Anyway, point is, before moving to New York and getting married to a Jersey girl, snow had always been a privilege, not a chore.

Yet, 26 years later, after that special day in fourth grade on February 5, 1976 (according to Wikipedia that was the last time snow fell in San Jose—“many residents around the city saw as much as three inches on car and roof tops”), in 2002, at 34, I'm suddenly being introduced to a whole-lot-of-adulthood, obligation, home ownership and a life in the burbs—and now, shoveling a hundred feet of snow off the sidewalk and into the street. Let’s just say it wasn't as fun as the biennial snowball fight I had with my cousins outside our cabin in Lake Tahoe.

The Holy Payback for all my bitching-and-moaning came after my first marital separation at the close of the winter of 2005.

I was blessed with the opportunity to stay at The Little Church for three months in the middle of Manhattan, where I was offered a free apartment right above the sacristy. In exchange, I had to serve as alter boy every Sunday, take alms from the parishioners, deflower a harem of votive candles every night, and shovel snow at six in the morning—almost an entire city sidewalk of it. It was a great lesson learned.

In fact…(here comes the gratuitous plug) I learned, or rather was reminded of many of my life’s lessons during this time and was rather fortunate to be inspired to write a memoir as a result—25 Lessons I’ve Learned, the #1 bestselling photo essay and artist biography on Amazon for three years from 2010-2012.

Thus, perhaps, quizas, my job this morning was a portent or opportunity to finally write the sequel, 25 More Lessons, which I have long yearned to write.

I’ll add, although I never thought I’d say this, there just might be one good thing about global warming.

The shoveling wasn't so bad this morning. Even though I had far more sidewalk to clear than I once did in Manhattan and Jersey, it was quite soft and almosht-slushy (the last compound word must be said with a Sean Connery accent).
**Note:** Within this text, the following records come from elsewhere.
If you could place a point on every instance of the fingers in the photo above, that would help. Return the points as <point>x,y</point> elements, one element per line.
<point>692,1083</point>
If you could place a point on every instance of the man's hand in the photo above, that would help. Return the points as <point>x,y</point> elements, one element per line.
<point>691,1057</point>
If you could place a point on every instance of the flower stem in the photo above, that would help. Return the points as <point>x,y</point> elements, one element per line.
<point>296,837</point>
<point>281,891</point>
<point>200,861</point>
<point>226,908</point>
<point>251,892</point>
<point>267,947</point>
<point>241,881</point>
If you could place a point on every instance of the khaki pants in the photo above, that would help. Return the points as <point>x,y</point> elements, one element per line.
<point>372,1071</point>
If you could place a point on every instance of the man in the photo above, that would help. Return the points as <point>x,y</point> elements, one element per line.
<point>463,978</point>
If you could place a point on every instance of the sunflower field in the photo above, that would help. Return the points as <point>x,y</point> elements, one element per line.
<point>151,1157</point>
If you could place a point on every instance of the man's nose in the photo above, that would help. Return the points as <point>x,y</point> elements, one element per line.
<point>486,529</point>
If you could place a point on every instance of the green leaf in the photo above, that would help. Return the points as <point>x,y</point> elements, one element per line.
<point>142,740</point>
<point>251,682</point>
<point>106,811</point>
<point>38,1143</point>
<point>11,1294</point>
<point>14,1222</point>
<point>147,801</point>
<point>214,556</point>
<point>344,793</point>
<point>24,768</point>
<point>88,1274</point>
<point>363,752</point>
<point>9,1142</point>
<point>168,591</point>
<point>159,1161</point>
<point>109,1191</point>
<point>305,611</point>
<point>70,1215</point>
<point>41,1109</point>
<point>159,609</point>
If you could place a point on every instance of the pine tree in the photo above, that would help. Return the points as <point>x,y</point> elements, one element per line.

It took me less than half an hour to clear the car windows, as well as shovel and salt the driveway, walkway and sidewalks. Apart from ordinances compelling me to perform my neighborly duty, I was driven by my desire to clear a safe path for my lovely wife who is expecting and carrying our little princess, Olivia.

Moreover, Chelsea is an inspiration, as she never complains about getting up before everyone else, to go to work for another long and emotionally-draining 12-hour day of life preserving and prolonging.

Considering all the wacky weather around the globe over the last decade, presuming that warming is truly upon us, there is one more benefit in addition to easier shoveling.

Now, my East Coast peeps might better understand why the natives often yearn to return back to Cali and the tepid winters and perfect springs, summers and falls of our idyllic childhoods.